Security researchers and practitioners lack techniques to quantitatively evaluate the strength of security systems against a determined attacker. Currently, evaluation is either qualitative, such as through security certification standards, or ad-hoc, such as through penetration testing and auditing. In this paper, we propose a framework that if applied to security systems, would produce quantitative measures that can be used to compare and appraise security systems relative to each other. Our framework utilizes public challenges in conjunction with an independent organization that mounts the challenges, regulates their implementation and certifies the results in an attempt to provide normalized measures. Unlike various ad-hoc challenges that have been run in the past, we believe our framework can create a quantitative, challenge-based security evaluation infrastructure that is fair, sustainable and flexible.
Security has become of great importance in our computerized world today, motivating a myriad of security products that claim to protect individuals and organizations from computer security threats. However, it is often difficult for lay individual users, and even professional security practitioners alike to evaluate which security products truly enhance the security of their systems. Those who wish to secure their computing systems are reduced to browsing through marketing literature that qualitatively describes the various features, capabilities, design process and philosophy of the system. For example, security certification standards such as TCSEC/Orange Book , ITSEC  and Common Criteria  specify product capabilities and the design process taken to increase the product’s level of assurance
Many other disciplines benefit from the ability of practitioners to assign quantitative measures to the quality of their products. In civil engineering, practitioners can make engineering decisions that make systems arbitrarily robust by designing their product with a quantitative safety margin because they have accurate measurements of both the strength of the materials they use, as well as the required load they must bear. Note that it is not just designs but also implementations that are subject to quantification and evaluation in these disciplines. One can, for example, stress test a building component to discover flaws in workmanship or installation. This is in addition to analytically evaluating its architecture and design process for flaws. Closer to home, other facets of computing, such as networking, storage and processor architecture have well-developed benchmarking techniques. These enable engineers to measure the quality of their designs and implementations against their competition and relative to their design goals.
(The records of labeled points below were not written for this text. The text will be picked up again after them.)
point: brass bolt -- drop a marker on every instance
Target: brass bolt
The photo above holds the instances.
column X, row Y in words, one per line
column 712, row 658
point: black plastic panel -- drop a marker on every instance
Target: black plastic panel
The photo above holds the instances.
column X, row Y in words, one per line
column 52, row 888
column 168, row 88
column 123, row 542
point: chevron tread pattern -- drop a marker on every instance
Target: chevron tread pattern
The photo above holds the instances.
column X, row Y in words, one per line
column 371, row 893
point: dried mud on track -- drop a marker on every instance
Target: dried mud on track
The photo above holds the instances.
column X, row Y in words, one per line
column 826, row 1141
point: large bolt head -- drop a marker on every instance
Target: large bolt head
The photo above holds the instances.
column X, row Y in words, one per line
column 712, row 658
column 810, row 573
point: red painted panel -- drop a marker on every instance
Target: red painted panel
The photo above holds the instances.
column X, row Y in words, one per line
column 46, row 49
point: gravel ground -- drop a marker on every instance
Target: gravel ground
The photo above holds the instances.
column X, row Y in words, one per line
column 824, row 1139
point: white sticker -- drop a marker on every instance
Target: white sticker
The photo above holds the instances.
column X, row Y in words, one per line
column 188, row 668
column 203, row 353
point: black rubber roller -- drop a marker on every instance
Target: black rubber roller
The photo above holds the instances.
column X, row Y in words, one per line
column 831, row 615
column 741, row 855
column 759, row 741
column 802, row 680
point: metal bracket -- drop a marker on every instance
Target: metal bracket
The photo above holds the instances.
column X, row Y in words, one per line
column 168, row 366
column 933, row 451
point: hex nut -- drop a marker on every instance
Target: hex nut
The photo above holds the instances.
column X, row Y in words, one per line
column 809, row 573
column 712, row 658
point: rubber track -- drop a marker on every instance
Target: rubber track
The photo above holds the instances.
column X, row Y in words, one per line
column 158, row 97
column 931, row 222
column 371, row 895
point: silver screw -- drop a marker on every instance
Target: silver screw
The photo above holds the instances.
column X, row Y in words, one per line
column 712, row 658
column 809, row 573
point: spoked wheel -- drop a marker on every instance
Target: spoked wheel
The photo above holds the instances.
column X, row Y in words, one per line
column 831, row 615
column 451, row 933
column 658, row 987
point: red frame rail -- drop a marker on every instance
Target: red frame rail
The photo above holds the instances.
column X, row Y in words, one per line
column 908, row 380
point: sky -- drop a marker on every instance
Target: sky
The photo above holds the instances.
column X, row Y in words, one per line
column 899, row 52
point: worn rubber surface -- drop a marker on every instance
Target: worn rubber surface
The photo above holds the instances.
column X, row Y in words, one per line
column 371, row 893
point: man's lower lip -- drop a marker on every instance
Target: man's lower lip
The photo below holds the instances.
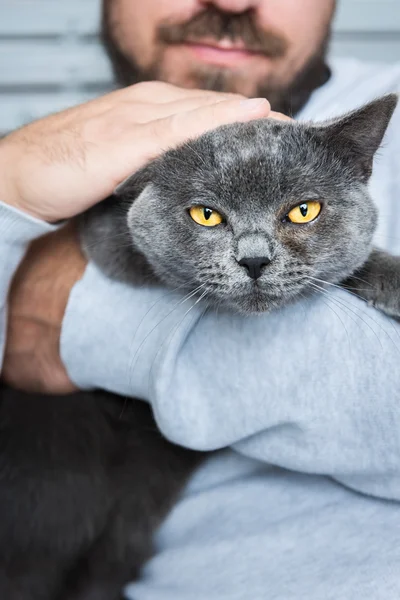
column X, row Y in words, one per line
column 220, row 56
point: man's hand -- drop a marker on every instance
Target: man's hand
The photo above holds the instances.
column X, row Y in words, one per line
column 37, row 302
column 59, row 166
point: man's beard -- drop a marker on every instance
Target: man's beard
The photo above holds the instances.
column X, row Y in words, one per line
column 287, row 98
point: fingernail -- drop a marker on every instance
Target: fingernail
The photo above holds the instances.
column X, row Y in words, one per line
column 253, row 103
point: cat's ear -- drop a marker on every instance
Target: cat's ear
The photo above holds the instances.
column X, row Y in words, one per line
column 359, row 134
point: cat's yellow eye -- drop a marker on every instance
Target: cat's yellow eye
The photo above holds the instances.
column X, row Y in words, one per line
column 305, row 212
column 205, row 216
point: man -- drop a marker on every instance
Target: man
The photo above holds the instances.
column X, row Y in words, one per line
column 313, row 389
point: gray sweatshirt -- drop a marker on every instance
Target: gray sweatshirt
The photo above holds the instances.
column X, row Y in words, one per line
column 301, row 499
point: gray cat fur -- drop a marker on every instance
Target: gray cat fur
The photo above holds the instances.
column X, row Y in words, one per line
column 253, row 173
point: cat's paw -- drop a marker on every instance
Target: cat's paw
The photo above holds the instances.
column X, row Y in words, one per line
column 378, row 283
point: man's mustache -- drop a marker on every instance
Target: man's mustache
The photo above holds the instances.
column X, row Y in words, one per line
column 217, row 24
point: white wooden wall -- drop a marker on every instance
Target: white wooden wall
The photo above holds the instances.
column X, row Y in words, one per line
column 50, row 57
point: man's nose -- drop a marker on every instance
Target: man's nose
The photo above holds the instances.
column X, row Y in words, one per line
column 234, row 6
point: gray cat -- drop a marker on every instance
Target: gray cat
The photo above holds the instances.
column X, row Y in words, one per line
column 254, row 213
column 250, row 214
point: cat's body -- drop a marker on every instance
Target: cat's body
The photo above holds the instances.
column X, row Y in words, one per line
column 85, row 480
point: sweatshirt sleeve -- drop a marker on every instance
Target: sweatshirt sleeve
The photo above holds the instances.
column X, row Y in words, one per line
column 17, row 230
column 314, row 387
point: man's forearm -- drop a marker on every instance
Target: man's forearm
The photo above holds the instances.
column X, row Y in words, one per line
column 16, row 231
column 314, row 387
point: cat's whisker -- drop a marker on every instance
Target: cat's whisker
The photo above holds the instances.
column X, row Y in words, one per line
column 369, row 316
column 181, row 301
column 161, row 297
column 326, row 302
column 171, row 334
column 339, row 287
column 346, row 305
column 328, row 298
column 111, row 237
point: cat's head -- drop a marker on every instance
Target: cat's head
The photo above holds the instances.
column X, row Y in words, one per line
column 249, row 213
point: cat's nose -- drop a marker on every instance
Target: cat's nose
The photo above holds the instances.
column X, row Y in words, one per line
column 254, row 265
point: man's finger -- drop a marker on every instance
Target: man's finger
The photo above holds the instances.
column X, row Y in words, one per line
column 196, row 122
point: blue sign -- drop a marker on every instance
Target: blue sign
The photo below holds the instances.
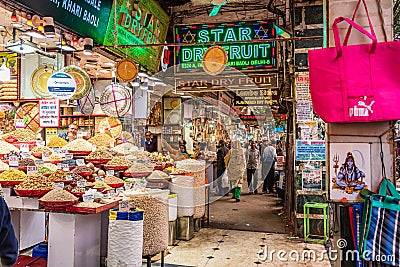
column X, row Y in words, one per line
column 61, row 85
column 310, row 150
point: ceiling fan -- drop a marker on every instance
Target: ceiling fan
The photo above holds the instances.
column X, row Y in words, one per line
column 217, row 6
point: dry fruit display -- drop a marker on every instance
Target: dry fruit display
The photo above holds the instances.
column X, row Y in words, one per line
column 102, row 139
column 57, row 142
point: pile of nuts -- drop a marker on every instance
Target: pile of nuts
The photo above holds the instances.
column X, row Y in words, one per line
column 155, row 223
column 12, row 175
column 57, row 142
column 58, row 176
column 35, row 182
column 41, row 149
column 102, row 139
column 78, row 145
column 99, row 154
column 22, row 135
column 110, row 179
column 119, row 161
column 58, row 195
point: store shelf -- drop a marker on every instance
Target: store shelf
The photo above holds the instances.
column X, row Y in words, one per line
column 82, row 115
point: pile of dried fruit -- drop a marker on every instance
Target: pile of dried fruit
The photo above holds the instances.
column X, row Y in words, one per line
column 59, row 195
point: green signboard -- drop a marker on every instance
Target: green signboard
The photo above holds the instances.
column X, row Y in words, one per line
column 88, row 18
column 138, row 23
column 243, row 54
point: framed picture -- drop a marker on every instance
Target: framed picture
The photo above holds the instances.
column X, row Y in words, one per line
column 350, row 170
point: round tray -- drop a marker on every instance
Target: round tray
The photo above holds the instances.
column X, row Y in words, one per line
column 85, row 173
column 57, row 205
column 10, row 183
column 31, row 193
column 136, row 174
column 98, row 161
column 117, row 185
column 80, row 153
column 116, row 168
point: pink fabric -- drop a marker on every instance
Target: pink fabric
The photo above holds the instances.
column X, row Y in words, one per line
column 356, row 83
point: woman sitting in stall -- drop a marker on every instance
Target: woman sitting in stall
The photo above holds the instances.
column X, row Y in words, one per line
column 176, row 154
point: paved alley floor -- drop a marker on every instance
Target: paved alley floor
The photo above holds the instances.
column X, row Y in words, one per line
column 232, row 248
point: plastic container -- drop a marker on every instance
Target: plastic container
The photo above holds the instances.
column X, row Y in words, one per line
column 41, row 250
We believe that the ability to quantify important security properties will advance security engineering just as it has advanced other disciplines. The most ardent advocate of quantification in science and engineering was Lord Kelvin (1824-1907), who stated in 1883:
“When you can measure what you are speaking about, and express it in numbers, you know something about it; but when you cannot measure it, when you cannot express it in numbers, your knowledge is of a meager and unsatisfactory kind; it may be the beginning of knowledge, but you have scarcely in your thoughts advanced to the state of Science, whatever the matter may be.”
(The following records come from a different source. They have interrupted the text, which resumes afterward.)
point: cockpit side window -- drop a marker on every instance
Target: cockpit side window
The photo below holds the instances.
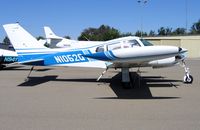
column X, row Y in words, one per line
column 146, row 43
column 100, row 49
column 134, row 43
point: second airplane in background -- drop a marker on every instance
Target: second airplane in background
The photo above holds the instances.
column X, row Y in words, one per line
column 124, row 53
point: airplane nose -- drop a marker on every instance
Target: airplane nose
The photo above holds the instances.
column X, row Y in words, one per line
column 182, row 50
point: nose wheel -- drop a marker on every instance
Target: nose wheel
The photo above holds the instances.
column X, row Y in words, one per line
column 188, row 79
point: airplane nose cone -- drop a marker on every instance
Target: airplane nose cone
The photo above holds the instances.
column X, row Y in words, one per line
column 182, row 50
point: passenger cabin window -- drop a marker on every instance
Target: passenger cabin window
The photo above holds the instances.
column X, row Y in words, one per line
column 134, row 43
column 131, row 43
column 114, row 46
column 100, row 49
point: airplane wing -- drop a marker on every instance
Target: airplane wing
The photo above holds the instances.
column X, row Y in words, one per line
column 33, row 62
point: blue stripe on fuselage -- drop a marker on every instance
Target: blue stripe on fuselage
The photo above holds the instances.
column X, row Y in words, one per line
column 56, row 58
column 105, row 56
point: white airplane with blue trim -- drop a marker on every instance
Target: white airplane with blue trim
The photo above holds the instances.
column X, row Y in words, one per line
column 124, row 53
column 7, row 57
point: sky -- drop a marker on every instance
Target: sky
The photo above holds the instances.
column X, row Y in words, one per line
column 71, row 17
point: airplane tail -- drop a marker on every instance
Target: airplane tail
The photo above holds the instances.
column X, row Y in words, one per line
column 55, row 41
column 50, row 34
column 21, row 39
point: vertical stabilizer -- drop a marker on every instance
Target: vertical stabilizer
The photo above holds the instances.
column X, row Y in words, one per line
column 21, row 39
column 50, row 34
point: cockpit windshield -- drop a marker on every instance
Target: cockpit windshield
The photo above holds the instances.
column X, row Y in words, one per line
column 146, row 43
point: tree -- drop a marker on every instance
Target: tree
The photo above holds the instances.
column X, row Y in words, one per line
column 126, row 34
column 195, row 29
column 140, row 34
column 152, row 33
column 179, row 31
column 40, row 37
column 67, row 37
column 103, row 33
column 6, row 40
column 164, row 31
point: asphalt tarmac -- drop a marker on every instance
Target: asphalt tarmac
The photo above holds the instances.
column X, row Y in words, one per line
column 70, row 98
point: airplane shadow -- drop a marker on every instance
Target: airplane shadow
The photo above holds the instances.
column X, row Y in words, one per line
column 139, row 90
column 22, row 68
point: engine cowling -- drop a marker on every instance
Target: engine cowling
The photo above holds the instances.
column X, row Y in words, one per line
column 167, row 62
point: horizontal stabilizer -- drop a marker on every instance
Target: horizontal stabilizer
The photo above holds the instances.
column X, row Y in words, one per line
column 37, row 62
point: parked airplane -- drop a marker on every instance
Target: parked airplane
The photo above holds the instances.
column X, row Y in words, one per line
column 124, row 53
column 55, row 41
column 7, row 57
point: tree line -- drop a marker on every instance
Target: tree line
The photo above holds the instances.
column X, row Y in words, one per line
column 105, row 32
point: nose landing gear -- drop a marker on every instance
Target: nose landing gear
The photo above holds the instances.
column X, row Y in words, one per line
column 188, row 79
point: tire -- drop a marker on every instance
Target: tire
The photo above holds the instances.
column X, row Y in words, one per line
column 188, row 79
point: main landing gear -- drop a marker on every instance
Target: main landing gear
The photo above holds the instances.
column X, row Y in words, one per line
column 188, row 79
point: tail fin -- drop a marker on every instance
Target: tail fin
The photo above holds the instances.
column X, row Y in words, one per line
column 21, row 39
column 50, row 34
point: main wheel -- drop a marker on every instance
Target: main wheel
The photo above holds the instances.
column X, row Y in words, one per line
column 188, row 79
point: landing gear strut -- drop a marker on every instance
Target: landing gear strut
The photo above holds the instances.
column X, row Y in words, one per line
column 188, row 79
column 126, row 81
column 27, row 78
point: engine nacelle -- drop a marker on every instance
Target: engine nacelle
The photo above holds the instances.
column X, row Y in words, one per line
column 164, row 62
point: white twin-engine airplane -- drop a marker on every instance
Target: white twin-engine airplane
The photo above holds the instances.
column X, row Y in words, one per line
column 124, row 53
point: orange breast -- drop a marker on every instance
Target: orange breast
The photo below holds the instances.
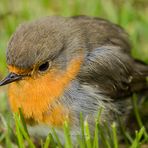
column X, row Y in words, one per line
column 35, row 95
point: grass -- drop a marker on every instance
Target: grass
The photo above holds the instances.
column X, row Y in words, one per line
column 130, row 14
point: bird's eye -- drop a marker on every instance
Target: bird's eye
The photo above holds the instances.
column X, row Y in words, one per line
column 44, row 66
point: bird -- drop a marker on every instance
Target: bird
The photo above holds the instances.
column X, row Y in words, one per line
column 60, row 67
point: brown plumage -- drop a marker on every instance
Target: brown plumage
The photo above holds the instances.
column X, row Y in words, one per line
column 64, row 66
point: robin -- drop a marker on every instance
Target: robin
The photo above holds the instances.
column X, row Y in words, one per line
column 59, row 67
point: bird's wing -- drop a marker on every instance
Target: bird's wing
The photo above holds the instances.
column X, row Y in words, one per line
column 114, row 72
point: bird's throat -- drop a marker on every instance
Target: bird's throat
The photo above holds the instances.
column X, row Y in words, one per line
column 37, row 95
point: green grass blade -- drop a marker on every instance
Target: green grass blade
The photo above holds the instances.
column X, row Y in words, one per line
column 115, row 139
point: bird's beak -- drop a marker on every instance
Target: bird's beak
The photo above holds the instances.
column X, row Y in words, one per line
column 12, row 77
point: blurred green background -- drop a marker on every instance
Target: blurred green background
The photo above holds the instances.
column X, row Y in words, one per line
column 132, row 15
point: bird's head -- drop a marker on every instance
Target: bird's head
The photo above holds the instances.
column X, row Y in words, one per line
column 43, row 58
While Kelvin’s viewpoint is more extreme than our own, we do believe that this quote captures the essence of our thinking. Our hope is that this paper will stimulate constructive debate and controversy, leading eventually to action.
Security attributes differ in two fundamental ways from the many other attributes that have been quantified in science and engineering. First, malicious intent lies at the very heart of security. Without malicious intent there would be no need for security solutions. The depth of knowledge, tenacity of purpose, sophistication of tools and potential for damage of an attacker are all factors that must be taken into account when defining the security strength of a component or system. It is hard to imagine any meaningful characterization of security properties that fails to take these factors into consideration. These inherently human factors contrast with the objective and impersonal factors that are involved in quantifying other attributes. Although nature is sometimes viewed as an adversary in the natural sciences, the adversarial nature of human attacks is on a fundamentally different plane.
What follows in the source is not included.